NOTE: The system offloads the security aspect to the Power Automate system, but only because the developers have implemented it in such a way as to make that possible. There is a separate post that explains how this is achieved. For now, assume that the connection is secured and retained.
TECHNICAL NOTE: In the case of developing your own API, this is a good way to test and prove that you have successfully implemented/integrated authorization and authentication to your API at each level. Even if your API is intended for internal use only, a security scan will surface your "untrusted communications" and force you to remediate, so you might as well get ahead of it. (Microsoft passive-aggressively requires this in the use of their own tools as well, like PowerBI's Power Query.)
In this example, configure your connections, and then create the flow itself.

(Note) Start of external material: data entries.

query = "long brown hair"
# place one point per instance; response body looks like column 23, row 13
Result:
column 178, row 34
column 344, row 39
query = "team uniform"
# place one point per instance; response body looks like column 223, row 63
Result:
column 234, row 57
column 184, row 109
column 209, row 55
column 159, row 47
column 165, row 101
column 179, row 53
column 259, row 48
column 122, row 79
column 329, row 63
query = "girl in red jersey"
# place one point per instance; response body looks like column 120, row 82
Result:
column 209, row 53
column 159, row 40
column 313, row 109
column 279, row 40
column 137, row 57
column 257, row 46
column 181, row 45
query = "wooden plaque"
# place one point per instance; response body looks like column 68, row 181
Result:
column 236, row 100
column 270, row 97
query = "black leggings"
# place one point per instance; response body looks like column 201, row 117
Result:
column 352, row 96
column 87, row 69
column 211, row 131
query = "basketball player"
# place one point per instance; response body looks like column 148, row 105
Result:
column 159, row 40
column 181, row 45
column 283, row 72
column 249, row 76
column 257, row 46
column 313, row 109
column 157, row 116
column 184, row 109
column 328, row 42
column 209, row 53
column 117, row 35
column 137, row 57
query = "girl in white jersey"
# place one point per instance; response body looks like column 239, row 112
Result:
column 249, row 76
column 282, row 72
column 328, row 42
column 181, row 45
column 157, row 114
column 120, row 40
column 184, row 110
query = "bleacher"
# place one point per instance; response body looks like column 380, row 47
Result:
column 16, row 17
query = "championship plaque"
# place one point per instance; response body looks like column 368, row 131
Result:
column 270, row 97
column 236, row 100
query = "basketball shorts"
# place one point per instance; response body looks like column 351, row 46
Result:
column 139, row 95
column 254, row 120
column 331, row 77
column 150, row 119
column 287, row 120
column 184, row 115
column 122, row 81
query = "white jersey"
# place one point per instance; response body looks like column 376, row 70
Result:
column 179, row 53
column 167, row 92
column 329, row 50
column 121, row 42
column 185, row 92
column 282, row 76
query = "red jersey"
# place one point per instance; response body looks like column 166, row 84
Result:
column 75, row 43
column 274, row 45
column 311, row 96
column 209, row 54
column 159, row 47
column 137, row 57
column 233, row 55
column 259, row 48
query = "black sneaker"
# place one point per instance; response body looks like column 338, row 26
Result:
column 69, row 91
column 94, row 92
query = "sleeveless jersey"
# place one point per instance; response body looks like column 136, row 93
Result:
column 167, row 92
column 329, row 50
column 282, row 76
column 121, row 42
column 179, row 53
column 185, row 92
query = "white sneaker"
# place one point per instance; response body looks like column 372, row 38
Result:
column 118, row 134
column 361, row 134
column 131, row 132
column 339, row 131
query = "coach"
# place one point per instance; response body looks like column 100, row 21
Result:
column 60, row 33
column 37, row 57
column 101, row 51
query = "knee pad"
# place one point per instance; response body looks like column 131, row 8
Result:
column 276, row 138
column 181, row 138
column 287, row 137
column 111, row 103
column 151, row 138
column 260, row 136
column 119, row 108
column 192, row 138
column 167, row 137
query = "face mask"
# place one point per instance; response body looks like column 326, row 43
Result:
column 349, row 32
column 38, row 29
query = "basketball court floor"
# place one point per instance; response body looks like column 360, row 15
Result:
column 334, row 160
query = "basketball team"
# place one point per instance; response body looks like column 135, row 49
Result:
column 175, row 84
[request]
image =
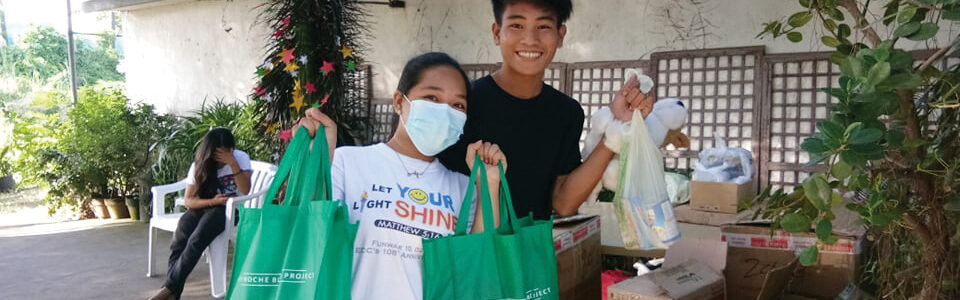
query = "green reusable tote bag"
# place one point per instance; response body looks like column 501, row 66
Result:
column 302, row 248
column 515, row 261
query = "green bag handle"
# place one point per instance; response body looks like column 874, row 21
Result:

This will take you to the flow's summary/details page, at which you can click Edit. (FYI, as this example is an automated flow, it is already running.)
NOTE: If you see a screen that says "Plans," this means that you are not logged into a subscription to which the configuration for Power Automate is already set up. You can follow the instructions given or you can contact your Office/Microsoft 365 administrator. For clarity, you can see this internal post for troubleshooting.

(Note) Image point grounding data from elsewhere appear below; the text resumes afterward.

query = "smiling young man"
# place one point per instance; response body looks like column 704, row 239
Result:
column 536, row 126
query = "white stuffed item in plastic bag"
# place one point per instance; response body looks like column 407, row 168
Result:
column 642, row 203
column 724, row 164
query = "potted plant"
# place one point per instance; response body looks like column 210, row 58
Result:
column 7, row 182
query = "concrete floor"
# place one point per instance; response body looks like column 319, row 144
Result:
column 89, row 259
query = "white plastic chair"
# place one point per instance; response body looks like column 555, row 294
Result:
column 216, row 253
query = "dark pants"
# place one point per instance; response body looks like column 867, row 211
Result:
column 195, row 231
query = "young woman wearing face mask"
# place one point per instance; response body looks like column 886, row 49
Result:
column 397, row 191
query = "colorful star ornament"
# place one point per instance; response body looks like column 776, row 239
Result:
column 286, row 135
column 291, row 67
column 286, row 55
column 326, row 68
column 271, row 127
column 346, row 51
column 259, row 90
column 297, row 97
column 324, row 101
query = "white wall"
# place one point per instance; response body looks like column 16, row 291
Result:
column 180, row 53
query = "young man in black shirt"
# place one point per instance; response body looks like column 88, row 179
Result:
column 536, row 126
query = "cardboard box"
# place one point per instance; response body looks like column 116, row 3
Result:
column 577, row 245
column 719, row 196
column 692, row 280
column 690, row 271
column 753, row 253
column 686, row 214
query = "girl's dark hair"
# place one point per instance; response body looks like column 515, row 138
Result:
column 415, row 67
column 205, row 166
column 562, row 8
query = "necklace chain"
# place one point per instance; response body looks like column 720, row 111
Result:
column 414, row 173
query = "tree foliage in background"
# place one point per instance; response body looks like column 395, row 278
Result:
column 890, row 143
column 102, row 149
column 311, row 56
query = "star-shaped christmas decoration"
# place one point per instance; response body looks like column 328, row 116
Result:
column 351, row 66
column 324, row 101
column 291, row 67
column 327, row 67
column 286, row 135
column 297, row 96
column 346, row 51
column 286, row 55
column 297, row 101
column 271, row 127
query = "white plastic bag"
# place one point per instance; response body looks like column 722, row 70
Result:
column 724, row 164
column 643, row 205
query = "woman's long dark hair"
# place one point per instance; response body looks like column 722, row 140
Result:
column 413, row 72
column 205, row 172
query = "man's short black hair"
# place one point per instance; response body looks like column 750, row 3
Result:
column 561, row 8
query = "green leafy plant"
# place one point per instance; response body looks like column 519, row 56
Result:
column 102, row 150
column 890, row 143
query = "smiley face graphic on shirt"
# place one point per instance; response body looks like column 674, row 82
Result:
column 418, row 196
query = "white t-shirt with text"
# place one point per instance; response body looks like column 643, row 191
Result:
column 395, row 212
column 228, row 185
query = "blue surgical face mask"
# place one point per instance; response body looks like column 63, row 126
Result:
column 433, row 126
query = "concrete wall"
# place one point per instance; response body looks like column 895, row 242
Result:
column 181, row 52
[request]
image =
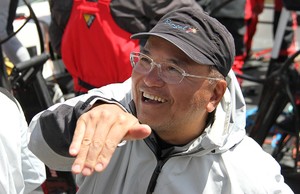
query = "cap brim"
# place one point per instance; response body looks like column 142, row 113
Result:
column 182, row 45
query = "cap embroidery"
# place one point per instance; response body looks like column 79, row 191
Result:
column 185, row 28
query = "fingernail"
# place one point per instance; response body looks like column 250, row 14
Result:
column 72, row 151
column 86, row 171
column 99, row 167
column 76, row 168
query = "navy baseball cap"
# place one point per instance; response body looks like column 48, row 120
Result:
column 204, row 39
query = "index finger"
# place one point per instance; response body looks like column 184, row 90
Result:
column 77, row 137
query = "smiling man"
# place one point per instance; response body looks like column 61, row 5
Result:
column 177, row 126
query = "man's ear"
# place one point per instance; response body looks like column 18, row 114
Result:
column 217, row 96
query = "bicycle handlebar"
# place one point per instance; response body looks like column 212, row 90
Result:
column 33, row 62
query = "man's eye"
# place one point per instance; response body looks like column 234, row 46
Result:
column 145, row 60
column 172, row 69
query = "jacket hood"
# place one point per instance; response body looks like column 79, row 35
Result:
column 228, row 128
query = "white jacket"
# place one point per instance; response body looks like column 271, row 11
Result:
column 20, row 171
column 222, row 160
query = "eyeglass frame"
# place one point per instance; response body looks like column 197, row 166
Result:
column 158, row 65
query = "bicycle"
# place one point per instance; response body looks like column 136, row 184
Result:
column 280, row 89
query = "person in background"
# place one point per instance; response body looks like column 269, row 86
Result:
column 21, row 171
column 12, row 48
column 177, row 126
column 93, row 36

Back to the example, you can click on the second step, titled Apply to each attachment. From the API's definition, the system knows that the output from the previous action is potentially a collection, and so it automatically included what amounts to a "for each" loop. In this case, the template is to save each of the potential attachments to your Google drive. Thus, the nested step is to Create file.
Next, click in the Folder path text box. Notice the ability to browse to folders in your Google drive.
Then, click in the File name text box.
Notice that the outputs from the previous step are available as Dynamic content, separated into the name of the action or step. These are defined by the OAS definition detailing the attributes and actions exposed by the API.
Now, click either Add an action in the contained action group, or New step from the button below the box. You would see one of the following two screens, respectively.
For the Add an action, it adds the new Choose an operation activity INSIDE of the Apply to each attachment grouping.
For the New step choice, it adds the Choose an operation outside of the Apply to each attachment group, as this step will not apply to each attachment and would be part of the overall flow.
Regardless of your choice, type in Google in the Search connectors and actions text box.
By viewing the results here, you can see a few examples of ways in which, in individual development/design efforts, you can choose to differentiate your product offerings. These are all Google, however, and they've chosen to showcase Sheets, Drive, Calendar, Tasks, and Contacts as separate products. Further, each has different actions and triggers available, as appropriate.
NOTE: If you had searched for Microsoft instead, you would have gotten a large list of potential products. Additionally, some may have been labeled as "V1" or "Preview," as Microsoft owns this platform, it is easy for them to keep it up to date with their latest and testing.
From examples like this, it is easier to provide direction in design to disparate development teams. It fosters more product-level thinking by developers, but also keeps product stakeholders abstracted enough from the technical details to allow them to focus on the what and why and not the how. Simultaneously, it instills more compartmentalized thinking by the developers in terms of creating --as I refuse to say microservices --RIGHT-size services. For LeaseQuery-specific applicability, click here. Otherwise, click here.
NOTE: This is an extremely high-level example and does not begin to touch the area of overall solutions, error-handling, integration with other Microsoft systems innately, conditionals, variables, property tracking, etc. SO fun!